* Jiri Denemark (jdenemar@redhat.com) wrote:
On Thu, Sep 25, 2014 at 12:00:41 +0200, Cristian KLEIN wrote:
On 2014-09-24 15:06, Jiri Denemark wrote:
This mostly looks good in isolation but I think this is not going to work. When post-copy is started, QEMU on the destination host will be resumed (I'm not sure if that happens automatically or we have to do it), which basically means we need to jump out of the Perform state and call Finish and once it returns, we should keep waiting for the post-copy migration to finish in Confirm state and kill the domain at the end. It's certainly possible the steps we need to do are a bit different since I'm not familiar with all the details about post-copy migration, but I believe we need to do something. And just running a single QEMU command is not enough to start post-copy in libvirt.
I'm not sure to follow.
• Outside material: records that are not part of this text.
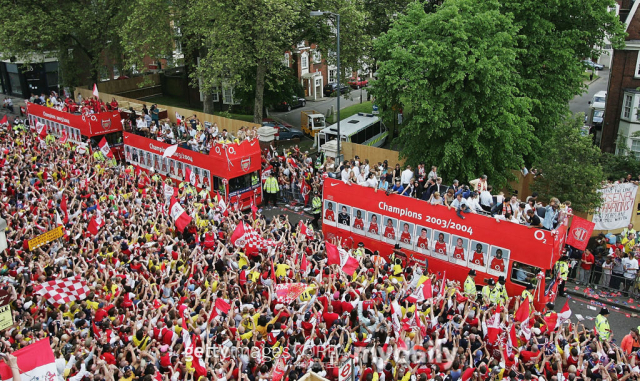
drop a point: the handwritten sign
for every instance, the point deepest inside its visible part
(45, 238)
(617, 207)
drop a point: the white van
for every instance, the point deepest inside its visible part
(366, 129)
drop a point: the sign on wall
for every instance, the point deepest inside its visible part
(617, 207)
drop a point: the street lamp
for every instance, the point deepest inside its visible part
(321, 13)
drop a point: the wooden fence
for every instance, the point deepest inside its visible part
(230, 125)
(374, 154)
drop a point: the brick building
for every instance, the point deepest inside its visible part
(621, 128)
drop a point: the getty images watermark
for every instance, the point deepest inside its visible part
(331, 353)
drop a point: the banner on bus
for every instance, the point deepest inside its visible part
(618, 202)
(45, 238)
(88, 125)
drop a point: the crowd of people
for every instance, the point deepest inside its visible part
(187, 304)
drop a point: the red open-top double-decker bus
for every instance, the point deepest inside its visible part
(233, 169)
(436, 234)
(80, 128)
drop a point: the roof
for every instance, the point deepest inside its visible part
(352, 124)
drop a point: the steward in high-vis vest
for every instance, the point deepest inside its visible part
(602, 325)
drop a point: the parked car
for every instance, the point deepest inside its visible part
(284, 132)
(295, 102)
(591, 64)
(331, 88)
(358, 82)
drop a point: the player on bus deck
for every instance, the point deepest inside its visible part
(441, 246)
(423, 240)
(458, 250)
(405, 237)
(497, 263)
(389, 231)
(358, 223)
(478, 256)
(373, 225)
(329, 214)
(343, 217)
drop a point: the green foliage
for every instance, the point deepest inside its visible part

I tested the patch and it worked well: A VM that was "unmigratable" with pre-copy was successfully migrated through post-copy. Through the migration protocol, once we start post-copy on the source qemu, the following will happen:
- source qemu suspends VM and transfer CPU state; - destination qemu resumes the VM.
Hmm, that's a bit unfortunate. I think we will need a way to tell QEMU not to resume the CPU automatically. The process should flow as follows:
- libvirt sends migrate-start-postcopy command to QEMU - QEMU suspends the VM and transfers CPU state - QEMU tells us we can resume the destination - libvirt tells the destination QEMU to resume the VM - libvirt waits until migration is done - libvirt kills the source QEMU
The destination QEMU should behave the same way as precopy does; i.e. if you run the qemu with -S it should pause rather than start the CPU. If it doesn't it's a bug I can fight (I did test it a while ago, and I think I'm using approximately the same code as precopy to do it). The only difference is with postcopy that point happens way before the migration has finished. Dave
Perhaps, we could tell the destination QEMU to resume the VM while the source is transferring CPU state if that's allowed by QEMU to minimize downtime.
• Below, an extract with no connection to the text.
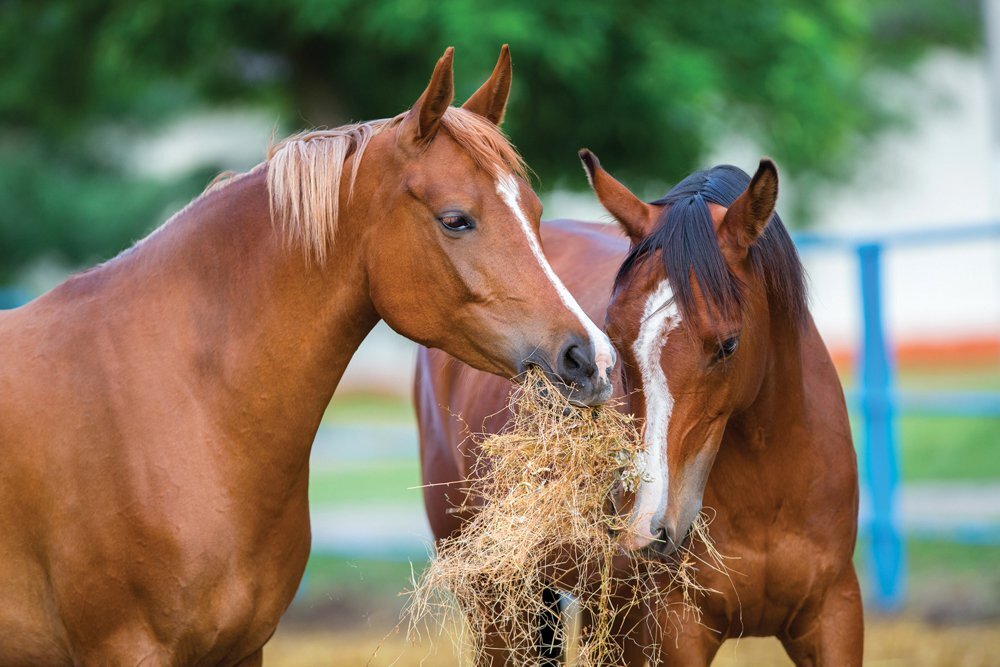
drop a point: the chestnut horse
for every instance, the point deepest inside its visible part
(157, 412)
(742, 409)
Could you tell me why you think it's necessary to jump out of Perform state? What is libvirt doing when calling Finish that the destination VM requires to function properly?
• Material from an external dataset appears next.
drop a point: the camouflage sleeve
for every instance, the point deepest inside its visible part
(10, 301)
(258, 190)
The problem is Finish does more than just resuming the VM on the destination. Before resuming the VM, libvirt needs to transfer locks on resources from the source to the destination, it needs to enable networking for the destination QEMU, etc. Without all this, the VM won't be able to really work on the destination. Not to mention that if something fails while the VM is already resumed on the destination, the code in Perform phase would just abort the migration and resume the VM on the source, which is wrong. We need to kill both ends since non of them has the complete state to be able to continue running the VM.
BTW, it's going to work in simple cases, when there's no lock daemon in use, only basic Linux bridge support is used, etc., which is why it works just fine for you. But we need to count with all the non-simple cases too.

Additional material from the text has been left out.